SITRANET is devoted to develop a new generation of training equipment, based on simulation and virtual reality, designed to support logistics companies. Not only will this project create simulators for crane operators and truck drivers, it will also reduce training costs while improving safety and efficiency.
The SI.TRA.NE.T. (Simulation Training-Networking for Equal opportunities in Transport) project, utilizing the authors' extensive training experience on simulation systems, sets up a training system that enhances prevention in high-risk activities, such as handling particularly heavy loads using hoisting equipment (such as container cranes). It also makes it easier for those people who would find it difficult to gain access to or be retrained in the specific work areas to enter the profession.
Ideally, using this type of tool, based on such innovative technologies, would drastically lower costs, allowing it to be significantly extended throughout the sector.

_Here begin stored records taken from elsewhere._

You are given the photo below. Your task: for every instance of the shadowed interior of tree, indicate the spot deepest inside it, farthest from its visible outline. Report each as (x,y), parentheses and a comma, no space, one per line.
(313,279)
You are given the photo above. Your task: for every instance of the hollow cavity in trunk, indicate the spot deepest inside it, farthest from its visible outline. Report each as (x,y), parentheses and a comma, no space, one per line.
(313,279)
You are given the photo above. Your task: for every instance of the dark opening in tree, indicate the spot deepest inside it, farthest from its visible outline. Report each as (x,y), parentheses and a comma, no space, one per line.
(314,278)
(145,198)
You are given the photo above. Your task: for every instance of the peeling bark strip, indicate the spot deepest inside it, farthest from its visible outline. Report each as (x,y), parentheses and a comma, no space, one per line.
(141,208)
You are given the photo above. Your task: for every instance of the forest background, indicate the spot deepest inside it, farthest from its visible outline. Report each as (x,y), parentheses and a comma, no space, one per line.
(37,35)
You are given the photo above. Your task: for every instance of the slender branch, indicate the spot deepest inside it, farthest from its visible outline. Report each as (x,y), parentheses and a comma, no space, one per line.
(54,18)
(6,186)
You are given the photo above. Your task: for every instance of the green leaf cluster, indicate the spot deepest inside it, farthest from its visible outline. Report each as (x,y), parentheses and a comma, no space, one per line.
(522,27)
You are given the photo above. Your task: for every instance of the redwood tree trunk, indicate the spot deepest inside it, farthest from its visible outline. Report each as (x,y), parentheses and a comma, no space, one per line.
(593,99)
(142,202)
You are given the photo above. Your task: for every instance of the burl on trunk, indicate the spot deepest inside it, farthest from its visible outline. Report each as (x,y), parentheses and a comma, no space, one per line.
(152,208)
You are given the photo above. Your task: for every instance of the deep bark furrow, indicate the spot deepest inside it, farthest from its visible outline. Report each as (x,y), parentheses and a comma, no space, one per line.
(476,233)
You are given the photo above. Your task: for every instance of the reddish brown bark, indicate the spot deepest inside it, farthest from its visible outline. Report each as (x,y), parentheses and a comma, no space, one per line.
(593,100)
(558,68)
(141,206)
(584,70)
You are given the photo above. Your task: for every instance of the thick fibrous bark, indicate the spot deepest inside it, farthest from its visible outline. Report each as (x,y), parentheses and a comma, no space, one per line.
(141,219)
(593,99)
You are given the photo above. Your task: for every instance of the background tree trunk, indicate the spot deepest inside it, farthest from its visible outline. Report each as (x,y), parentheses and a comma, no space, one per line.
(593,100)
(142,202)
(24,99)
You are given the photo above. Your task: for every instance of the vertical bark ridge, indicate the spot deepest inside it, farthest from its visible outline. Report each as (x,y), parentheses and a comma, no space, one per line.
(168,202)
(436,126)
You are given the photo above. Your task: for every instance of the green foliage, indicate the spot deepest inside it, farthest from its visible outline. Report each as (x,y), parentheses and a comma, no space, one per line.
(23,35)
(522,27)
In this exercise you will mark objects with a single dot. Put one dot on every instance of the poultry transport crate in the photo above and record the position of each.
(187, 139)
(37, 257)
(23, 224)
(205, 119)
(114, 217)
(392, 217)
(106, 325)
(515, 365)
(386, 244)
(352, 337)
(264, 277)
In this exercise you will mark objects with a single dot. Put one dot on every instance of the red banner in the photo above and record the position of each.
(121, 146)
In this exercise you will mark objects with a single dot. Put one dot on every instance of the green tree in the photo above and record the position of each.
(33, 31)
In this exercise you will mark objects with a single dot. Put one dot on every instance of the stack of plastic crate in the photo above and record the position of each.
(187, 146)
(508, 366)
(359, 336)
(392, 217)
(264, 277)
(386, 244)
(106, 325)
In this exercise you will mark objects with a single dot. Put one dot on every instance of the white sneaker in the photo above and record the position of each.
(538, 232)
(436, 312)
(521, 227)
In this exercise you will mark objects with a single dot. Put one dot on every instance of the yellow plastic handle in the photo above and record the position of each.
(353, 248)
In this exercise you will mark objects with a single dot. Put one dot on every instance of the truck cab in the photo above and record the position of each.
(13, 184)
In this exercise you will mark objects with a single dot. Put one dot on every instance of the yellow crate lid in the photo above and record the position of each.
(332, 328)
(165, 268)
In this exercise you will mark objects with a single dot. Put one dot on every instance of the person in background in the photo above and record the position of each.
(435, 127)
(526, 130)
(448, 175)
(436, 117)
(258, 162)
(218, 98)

It should be noted that, at the present time, for what concerns gantry crane simulators, very few systems are operational (1 in Genoa, Italy, out of 2 available in the country, 1 in Le Havre, France, 2-3 in Holland, etc.) given that it costs around one million dollars and more than 100,000 for maintenance. Obviously, this greatly restricts the potential user market.
In similar applications, such as truck crane activities, the problem resurfaces in a very analogous manner and the ratio between system cost (purchase and management) and operator financial capacities limits the widespread use of the simulator in this sector. The situation involving Truck simulators is quite emblematic: despite the significant savings in Switzerland resulting from the testing and adoption of army truck driver training simulators, these tools are almost non-existent on the private market and, in any case, economically and financially prohibitive for users.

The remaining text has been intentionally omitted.